Staff members named in this racket continue to work at the tax body despite calls for investigations and an interdiction issued by Commissioner General Allen Kagina over their conduct in April last year.
The documents of an audit reveal that a big chunk of the money — over Ush800 billion ($327 million) — was lost in fraudulent VAT deferment since 2010.
VAT deferment relates to business entities that apply for its remission or those that import plant machinery and equipment, and are given a future date to pay VAT to URA’s domestic taxes department once they start producing goods and services.
The audit questions the basis of this waiver, and concludes that the government lost revenue due to fraudulent clearances. e
“There is no legal basis for VAT deferment. Section 40/4 of the VAT Act 1996 states that upon written application by a person liable for tax, the Commissioner General may, where good cause is shown, extend the time for payment of tax.
“In regard to plant and machinery, an amendment was inserted in 2003 to the effect that, notwithstanding the dates when the tax is due, the minister may by regulation prescribe the terms and conditions of payment of tax,” one document reads, concluding that URA’s failure to follow up and collect the taxes under the deferment in question, violated Section 40/4 of the VAT Act.
The documents further reveal that, while the minister had, since 2003, not issued a legal instrument to enable importers of plant machinery and equipment to benefit from VAT deferment, officials at the URA had knowingly invoked the waiver for certain importers.
URA board chairman Gerald Ssendaula confirmed that internal rackets were indeed causing tax leakages.
“That’s true, but we need to sit down and look at your information when I return,” said Mr Ssendaula, in a phone interview with The EastAfrican last week.
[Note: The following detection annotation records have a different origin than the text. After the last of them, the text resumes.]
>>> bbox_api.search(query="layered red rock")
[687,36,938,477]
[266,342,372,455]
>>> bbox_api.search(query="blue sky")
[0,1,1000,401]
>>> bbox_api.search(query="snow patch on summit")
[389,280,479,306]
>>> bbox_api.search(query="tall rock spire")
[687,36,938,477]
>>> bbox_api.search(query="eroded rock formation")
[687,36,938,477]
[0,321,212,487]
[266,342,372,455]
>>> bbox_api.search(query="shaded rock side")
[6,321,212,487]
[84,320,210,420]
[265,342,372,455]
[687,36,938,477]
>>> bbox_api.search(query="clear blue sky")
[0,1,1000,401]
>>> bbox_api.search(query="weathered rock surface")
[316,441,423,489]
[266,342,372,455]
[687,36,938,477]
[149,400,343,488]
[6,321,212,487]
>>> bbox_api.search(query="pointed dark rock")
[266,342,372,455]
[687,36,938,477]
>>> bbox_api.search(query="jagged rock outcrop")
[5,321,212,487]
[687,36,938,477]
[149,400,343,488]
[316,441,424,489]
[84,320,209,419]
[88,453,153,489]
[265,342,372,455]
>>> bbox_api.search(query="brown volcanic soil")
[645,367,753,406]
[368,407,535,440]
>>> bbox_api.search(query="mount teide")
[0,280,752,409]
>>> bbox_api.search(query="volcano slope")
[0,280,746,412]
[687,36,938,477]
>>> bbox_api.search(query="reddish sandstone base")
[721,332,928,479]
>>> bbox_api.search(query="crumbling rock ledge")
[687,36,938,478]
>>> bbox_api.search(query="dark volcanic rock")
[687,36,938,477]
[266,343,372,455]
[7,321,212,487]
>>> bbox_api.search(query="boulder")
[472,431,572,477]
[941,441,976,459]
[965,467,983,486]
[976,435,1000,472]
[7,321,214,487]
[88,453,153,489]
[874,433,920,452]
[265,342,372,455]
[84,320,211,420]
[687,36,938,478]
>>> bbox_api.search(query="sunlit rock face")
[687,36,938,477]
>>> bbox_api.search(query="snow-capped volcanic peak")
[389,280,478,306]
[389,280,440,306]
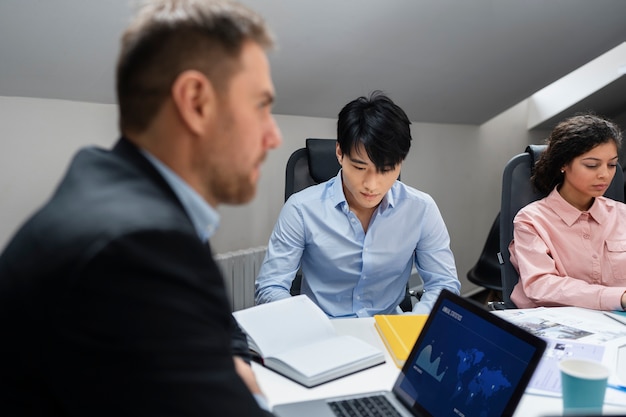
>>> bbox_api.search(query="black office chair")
[285,138,419,311]
[467,213,502,301]
[499,145,624,308]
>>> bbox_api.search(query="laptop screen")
[393,293,545,417]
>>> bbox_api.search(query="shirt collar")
[141,149,220,242]
[546,187,611,226]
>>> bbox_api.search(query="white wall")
[0,97,545,292]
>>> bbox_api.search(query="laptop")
[273,290,546,417]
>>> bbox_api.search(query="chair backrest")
[467,213,502,292]
[500,145,624,308]
[285,138,341,201]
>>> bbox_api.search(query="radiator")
[215,246,267,311]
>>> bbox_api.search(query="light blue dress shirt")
[256,171,460,317]
[141,149,220,242]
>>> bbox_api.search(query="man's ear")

However, Mr Ssendaula, a former minister of finance who assumed the chair at URA in 2010, promising to plug such leakages and widen the tax base, said information relating to beneficiaries of VAT deferment needed to be put to further scrutiny.
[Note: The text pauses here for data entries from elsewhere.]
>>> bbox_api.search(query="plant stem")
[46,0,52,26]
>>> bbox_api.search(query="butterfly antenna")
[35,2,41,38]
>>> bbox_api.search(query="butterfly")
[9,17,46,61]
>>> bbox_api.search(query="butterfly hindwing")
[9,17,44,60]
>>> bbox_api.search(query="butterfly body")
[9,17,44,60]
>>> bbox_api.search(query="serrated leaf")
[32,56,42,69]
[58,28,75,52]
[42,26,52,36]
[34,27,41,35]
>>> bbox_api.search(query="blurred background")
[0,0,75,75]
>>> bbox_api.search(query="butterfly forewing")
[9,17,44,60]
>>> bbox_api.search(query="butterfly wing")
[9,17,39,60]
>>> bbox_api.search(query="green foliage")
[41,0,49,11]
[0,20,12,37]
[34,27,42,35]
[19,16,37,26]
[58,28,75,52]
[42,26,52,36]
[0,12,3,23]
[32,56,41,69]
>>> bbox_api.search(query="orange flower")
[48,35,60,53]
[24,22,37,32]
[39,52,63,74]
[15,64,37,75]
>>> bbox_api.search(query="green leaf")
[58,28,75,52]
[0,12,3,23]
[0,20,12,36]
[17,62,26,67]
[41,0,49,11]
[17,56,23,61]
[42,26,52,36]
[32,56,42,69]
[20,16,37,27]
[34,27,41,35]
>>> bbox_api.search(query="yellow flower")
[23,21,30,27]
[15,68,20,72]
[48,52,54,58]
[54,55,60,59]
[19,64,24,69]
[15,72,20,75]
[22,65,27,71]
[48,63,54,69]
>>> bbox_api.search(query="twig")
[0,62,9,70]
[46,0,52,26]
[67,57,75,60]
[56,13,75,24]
“We need to be very sure and well informed about this one. It could be that these are concessions where the government pays on behalf of the company. We’ve also internally expressed concern, but we need to find out more,” he said.
The gravity of the matter has now caused the Inspector General of Government to investigate how this loss was occasioned before going after the beneficiaries and culprits.
Besides the irregular handling of the VAT postponement, another tax fraud is raising eyebrows. One Experito K. Kisekka on August 17 filed a notice at the Chief Magistrates Court, seeking to sue the URA Commissioner General.
The notice accuses Ms Kagina of neglect of “her statutory duty of control and supervision of other officers and staff of Uganda Revenue Authority.”
It details the cavalier manner in which the URA staff members aided 116 ineligible importers between 2008 and 2010 to benefit from tax exemption, coded as CPC 450 under the East African Community Customs Management Act.
The importers brought in goods whose cost insurance and freight value was Ush734.4 billion ($300 million), attracting Ush184 billion ($75 million) in taxes, which the country lost under the watch of Ms Kagina, the notice says.
“We support this suit because our concern is that some URA officials are exploiting this for their own benefit. Some of them abuse their positions and impound or destroy goods of importers who pay taxes. These irregularities compromise every ethical practice. It is our resolve that if the irregularities are not investigated and action taken, we will start a campaign to discourage our members from payment of taxes,” said Issa Sekitto, spokesman of the Kampala City Traders Association.
Last month, the Special Investigations Unit of the Uganda Police also opened an inquiry into how the goods were allowed into the country without being declared as raw materials or appearing on the approved list of Uganda’s raw materials and industrial inputs published in the EAC Gazette under legal notice No. EAC/10/2007.